ReplyDeleteRalph we may be talking past each other because starting from opposite ends of the question.
ReplyDeleteClinton's second term was marked by high productivity, relatively high real wage increases, and yet by something unanticipated by NAIRU-lower unemployment and lower inflation. Whether or not welfare reform incentivized higher rates of labor participation it can't explain why a combination of low unemployment and relatively higher real wage didn't drive inflation up in and of themselves. And it seems to me that in classical theory reforms that served to drive up labor participation (which arguably welfare reform did) by increasing labor supply should have driven down labor price. In isolation anyway. Now you might be Abe to rescue monetary policy based on NAIRU if you could make the argument that classical NAIRU built in the assumption of a fixed supply of labor and that forcing more workers into the market and so suppressing wages simply offset the inflation effects of more people working. Theoretically of you could drive average labor compensation right down to subsistence levels you could achieve full employment while not driving inflation on goods actually consumed by capital. (BTW approximately the situation in Early Modern Britain when only the poor-and rich peoples horses-ate oats while wheat and meat were priced out of their diets altogether). But that theoretical out falls to pieces if you have more labor participation AND higher real wage and yet repressed inflation. Clearly there must be a missing piece.
And in retrospect that missing piece is productivity. That is the way you beat goods inflation in the face of more people working at higher real wage is by inflating the goods supply at a faster rate than the combined effects of new employment and increased real wage.

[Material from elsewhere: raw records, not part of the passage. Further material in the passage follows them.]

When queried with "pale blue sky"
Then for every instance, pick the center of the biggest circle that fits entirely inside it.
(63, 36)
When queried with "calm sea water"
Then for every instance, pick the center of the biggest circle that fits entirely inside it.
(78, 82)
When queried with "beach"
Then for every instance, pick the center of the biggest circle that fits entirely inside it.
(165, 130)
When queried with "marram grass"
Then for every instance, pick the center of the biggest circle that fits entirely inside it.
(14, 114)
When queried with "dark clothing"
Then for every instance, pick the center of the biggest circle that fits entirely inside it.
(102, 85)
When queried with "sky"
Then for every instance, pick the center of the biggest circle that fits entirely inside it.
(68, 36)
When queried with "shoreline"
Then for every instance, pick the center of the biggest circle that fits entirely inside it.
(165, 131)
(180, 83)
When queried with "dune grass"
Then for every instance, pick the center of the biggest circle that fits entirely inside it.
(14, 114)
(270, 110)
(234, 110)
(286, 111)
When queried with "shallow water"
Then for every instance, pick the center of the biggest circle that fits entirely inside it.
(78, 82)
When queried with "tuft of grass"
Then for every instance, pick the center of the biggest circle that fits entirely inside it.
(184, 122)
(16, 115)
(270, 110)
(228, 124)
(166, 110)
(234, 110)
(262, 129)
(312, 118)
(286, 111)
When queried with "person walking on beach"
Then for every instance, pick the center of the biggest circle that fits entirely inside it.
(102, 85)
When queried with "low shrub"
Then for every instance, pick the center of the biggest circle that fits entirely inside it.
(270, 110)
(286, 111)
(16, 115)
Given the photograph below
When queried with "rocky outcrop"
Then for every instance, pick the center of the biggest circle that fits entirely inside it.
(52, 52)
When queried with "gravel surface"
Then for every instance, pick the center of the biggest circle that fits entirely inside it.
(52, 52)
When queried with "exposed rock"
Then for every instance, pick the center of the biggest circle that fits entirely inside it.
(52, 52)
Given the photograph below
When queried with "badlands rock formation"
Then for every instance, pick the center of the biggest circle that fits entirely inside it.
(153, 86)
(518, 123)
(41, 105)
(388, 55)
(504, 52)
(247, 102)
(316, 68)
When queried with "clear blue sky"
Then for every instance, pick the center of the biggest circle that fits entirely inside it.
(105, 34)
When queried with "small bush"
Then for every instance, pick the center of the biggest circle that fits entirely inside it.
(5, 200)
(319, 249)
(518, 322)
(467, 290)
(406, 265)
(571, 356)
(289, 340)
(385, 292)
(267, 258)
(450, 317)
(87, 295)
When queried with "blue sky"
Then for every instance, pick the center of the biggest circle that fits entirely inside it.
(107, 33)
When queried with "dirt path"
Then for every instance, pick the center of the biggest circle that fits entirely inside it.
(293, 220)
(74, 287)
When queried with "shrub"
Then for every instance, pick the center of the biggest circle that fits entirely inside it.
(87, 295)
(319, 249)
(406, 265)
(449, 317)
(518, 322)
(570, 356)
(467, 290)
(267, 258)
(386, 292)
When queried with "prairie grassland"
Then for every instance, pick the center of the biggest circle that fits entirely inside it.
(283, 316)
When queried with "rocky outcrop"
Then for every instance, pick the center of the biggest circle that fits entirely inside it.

So no your argument did not assume productivity improvements. On the other hand it advanced no mechanism by which greater labor supply via welfare reform didn't result in either lower wage or higher inflation.
Plus we could complicate everything by pointing out that standard measures of unemployment (e.g. U-3) mostly exclude welfare recipients to begin with. That is people who don't have jobs and in the absense of reform wouldn't be looking for work are not technically 'unemployed'. This welfare reform should have driven up U-3 while suppressing real wage. Which if it would have happened might have served to rescue NAIRU. But since by the data it didn't have that actual net effect leaves me scratching my head.